Unforeseeable business circumstances
Sudden, dramatic, and unexpected events outside the employer's control. Courts evaluate whether the circumstance was truly unforeseen at the 60-day mark.
Natural disaster
Floods, earthquakes, and similar events. Notably, the Fifth Circuit ruled in Easom v. US Well Services that the COVID-19 pandemic did not qualify as a natural disaster for WARN purposes.
Even when an exception applies, employers must still give as much notice as practicable and explain why notice was shortened.
What if your employer violated WARN?
The standard penalty is up to 60 days of back pay and benefits for each affected employee, minus any wages or severance the employer already paid covering that period. Some employers pre-pay 60 days of severance to effectively buy out the WARN obligation; this is generally permitted under U.S. Department of Labor guidance.
Remote employees
WARN was written before remote work was common. The most widely used interpretation ties a remote employee to their "single site of employment" — typically the office to which their manager or reporting chain is assigned, or their designated home base. Counsel can help you identify which site governs your case.
What WARN doesn't cover
WARN is about notice, not the amount or generosity of severance. It does not guarantee severance pay (with New Jersey as a state-level exception) and does not replace severance negotiation. See our severance prep guide for what to review before signing, and the COBRA & benefits guide for health-coverage timing.
If you suspect a WARN violation
- Document the layoff date and the date you received notice (or the lack of any notice).
- Save all written communications from your employer, including emails, separation letters, and any WARN notice you did receive.
- Consult an employment attorney about your specific situation.

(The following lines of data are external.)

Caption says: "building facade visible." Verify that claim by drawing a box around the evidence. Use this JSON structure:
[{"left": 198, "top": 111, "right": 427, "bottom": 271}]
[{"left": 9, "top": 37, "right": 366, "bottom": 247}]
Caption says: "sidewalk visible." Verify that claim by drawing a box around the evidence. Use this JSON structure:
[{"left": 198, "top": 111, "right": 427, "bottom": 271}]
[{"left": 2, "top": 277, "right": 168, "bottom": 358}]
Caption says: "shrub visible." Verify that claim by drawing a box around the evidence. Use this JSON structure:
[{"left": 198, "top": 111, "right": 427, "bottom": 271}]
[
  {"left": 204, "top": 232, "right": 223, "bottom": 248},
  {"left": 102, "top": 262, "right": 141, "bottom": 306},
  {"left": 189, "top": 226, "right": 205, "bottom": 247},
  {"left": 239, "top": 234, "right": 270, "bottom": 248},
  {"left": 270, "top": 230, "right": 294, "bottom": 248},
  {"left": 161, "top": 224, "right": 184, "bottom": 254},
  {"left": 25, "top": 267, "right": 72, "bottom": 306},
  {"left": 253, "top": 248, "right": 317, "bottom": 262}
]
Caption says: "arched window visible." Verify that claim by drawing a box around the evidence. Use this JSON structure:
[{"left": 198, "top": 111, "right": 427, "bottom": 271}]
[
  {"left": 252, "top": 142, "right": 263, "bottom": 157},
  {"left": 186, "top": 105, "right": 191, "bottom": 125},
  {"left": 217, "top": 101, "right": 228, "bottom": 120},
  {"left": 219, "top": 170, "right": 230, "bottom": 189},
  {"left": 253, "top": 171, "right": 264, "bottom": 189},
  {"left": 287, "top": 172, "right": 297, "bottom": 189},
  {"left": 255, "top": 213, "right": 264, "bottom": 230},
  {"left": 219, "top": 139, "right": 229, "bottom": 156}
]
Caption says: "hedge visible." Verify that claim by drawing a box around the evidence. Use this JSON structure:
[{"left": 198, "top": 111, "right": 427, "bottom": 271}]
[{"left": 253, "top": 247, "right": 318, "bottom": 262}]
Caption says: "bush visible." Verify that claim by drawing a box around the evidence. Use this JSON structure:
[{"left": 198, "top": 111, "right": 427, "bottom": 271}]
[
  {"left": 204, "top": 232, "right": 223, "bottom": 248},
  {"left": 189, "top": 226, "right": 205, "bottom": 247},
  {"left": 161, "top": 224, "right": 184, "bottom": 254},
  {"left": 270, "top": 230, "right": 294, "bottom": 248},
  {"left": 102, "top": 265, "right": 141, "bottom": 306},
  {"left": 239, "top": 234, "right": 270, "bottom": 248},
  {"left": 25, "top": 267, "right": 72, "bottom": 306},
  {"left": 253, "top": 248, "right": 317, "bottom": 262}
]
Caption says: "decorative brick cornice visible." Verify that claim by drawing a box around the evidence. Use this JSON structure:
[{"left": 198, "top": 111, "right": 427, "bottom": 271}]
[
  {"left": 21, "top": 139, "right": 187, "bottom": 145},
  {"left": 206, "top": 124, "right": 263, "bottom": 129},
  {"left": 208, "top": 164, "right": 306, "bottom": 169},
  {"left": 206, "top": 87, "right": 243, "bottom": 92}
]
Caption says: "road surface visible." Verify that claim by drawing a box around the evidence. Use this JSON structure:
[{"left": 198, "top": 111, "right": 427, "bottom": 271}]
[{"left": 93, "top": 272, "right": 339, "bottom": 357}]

Our HR & negotiation prep guide can help you organize what to bring.
WARN violations have a statute of limitations — act within a reasonable timeframe.
For visa-dependent workers, WARN issues can interact with your 60-day grace period and other immigration timelines. Prepare both tracks with qualified counsel. See also our HR conversation guide.
References
This guide is based on the federal Worker Adjustment and Retraining Notification Act (WARN Act, 29 U.S. Code Chapter 23) administered by the U.S. Department of Labor. State mini-WARN laws referenced come from each state's labor agency: California Employment Development Department, New York State Department of Labor, New Jersey Department of Labor and Workforce Development, Illinois Department of Commerce and Economic Opportunity, and Hawaii Department of Labor and Industrial Relations. For your specific situation, consult an employment attorney licensed in your state.
Laid Off in America provides general educational planning support only. It does not provide legal, immigration, financial, tax, employment, insurance, or benefits advice. Consult qualified professionals before signing agreements, changing benefits, making immigration decisions, filing claims, or making financial commitments.